More than 100 city, state, county and other local law enforcement officers swarmed to the scene of the shooting in front of a weather-beaten two-family home in Utica's crime-ridden Cornhill neighborhood.
State troopers and officers from the Oneida County Sheriff's Department were at the scene Friday helping the search, pelted by rain and sleet as they went door-to-door looking for leads on a windy and bitter spring day.
"You have a jigsaw puzzle with a million pieces," Pylman said. "It's a complex investigation. There are just too many unanswered questions."
"There are suspects," Utica Public Safety Commissioner Philip Taurisano added. "We're just narrowing down who was in the area."
Lindsey is the first city police officer killed while on duty since John Creedon was fatally wounded with a .35-caliber Colt pistol in 1916. Pylman said he had no idea what prompted Thursday night's shooting and said no weapon had been found.
Pylman said the FBI has offered a $25,000 reward for the arrest of suspects responsible for Lindsey's death.
Police impounded the vehicle Lindsey stopped, a Dodge Neon, which was found a few blocks from the scene of the shooting.

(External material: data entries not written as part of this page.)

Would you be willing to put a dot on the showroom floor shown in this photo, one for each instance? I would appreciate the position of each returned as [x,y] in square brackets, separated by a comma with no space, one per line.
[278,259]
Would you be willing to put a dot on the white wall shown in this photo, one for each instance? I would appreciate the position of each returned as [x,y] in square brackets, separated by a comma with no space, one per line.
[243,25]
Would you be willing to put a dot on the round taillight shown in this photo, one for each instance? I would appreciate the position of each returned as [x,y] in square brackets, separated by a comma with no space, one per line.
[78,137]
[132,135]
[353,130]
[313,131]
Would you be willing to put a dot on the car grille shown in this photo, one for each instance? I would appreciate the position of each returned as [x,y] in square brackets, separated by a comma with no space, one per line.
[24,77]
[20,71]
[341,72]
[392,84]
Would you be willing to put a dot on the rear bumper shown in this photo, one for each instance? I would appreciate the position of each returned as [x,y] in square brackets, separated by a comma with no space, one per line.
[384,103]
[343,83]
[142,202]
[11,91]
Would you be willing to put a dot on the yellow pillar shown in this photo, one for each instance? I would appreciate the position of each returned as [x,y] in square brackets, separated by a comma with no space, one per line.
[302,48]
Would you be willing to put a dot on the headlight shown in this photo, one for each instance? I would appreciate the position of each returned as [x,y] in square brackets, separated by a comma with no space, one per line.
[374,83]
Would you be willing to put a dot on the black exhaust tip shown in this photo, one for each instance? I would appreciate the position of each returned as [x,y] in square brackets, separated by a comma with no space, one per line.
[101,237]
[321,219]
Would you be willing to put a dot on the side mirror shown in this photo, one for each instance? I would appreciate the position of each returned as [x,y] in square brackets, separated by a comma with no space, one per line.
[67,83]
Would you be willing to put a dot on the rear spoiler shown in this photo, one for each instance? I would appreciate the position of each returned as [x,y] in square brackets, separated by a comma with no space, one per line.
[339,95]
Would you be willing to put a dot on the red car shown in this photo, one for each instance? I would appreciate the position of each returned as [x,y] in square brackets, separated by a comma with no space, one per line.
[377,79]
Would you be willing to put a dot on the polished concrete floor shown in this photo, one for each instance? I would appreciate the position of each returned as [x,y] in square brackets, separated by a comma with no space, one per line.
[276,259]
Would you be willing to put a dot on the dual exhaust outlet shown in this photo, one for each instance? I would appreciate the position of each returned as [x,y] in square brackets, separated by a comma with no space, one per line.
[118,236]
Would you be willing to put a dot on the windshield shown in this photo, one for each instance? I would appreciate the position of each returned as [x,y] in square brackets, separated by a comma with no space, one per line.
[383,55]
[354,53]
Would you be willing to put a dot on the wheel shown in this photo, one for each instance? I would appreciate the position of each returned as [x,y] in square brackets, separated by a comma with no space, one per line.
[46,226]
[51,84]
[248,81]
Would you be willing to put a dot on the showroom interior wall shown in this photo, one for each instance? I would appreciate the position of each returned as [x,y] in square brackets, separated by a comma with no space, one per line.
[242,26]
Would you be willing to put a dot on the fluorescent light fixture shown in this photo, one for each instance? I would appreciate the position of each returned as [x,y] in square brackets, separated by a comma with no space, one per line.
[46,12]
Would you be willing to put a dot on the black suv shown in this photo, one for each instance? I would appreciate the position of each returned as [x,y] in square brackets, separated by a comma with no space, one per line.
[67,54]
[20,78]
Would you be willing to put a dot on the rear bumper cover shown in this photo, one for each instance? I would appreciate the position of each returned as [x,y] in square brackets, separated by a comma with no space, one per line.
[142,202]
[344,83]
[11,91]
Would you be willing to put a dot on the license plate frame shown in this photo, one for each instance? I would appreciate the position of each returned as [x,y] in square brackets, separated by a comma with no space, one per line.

Two women were taken into custody and later released, Pylman said. The chief said a child also was found in the vehicle, which was taken to a state police lab in Albany for forensic testing.
The car's owner was being questioned, Pylman said.
Lindsey joined the Utica Police Department on Oct. 8, 2001. His death was the second fatal shooting of a police officer in the Utica area in a little more than a year. In February 2006, Officer Joseph Corr of the police department in the Utica suburb of New Hartford was shot to death while chasing suspects in a jewelry store robbery.
"It's somber, not a lot of conversation going on," said Utica police Sgt. Steve Hauck, who worked with Lindsey for two years on the TAC squad. "Guys are doing their job. I think sometimes you use your job as your crutch. You focus on that. I was glad to go to work, put my uniform on. It was easier for me."
Lindsey, recently divorced, is survived by his parents and two siblings. Funeral arrangements were incomplete.


----------



## screamineagle (Jul 11, 2005)

Rip


----------



## masscopk9 (Jan 20, 2007)

*R.I.P. Officer Lindsey*


----------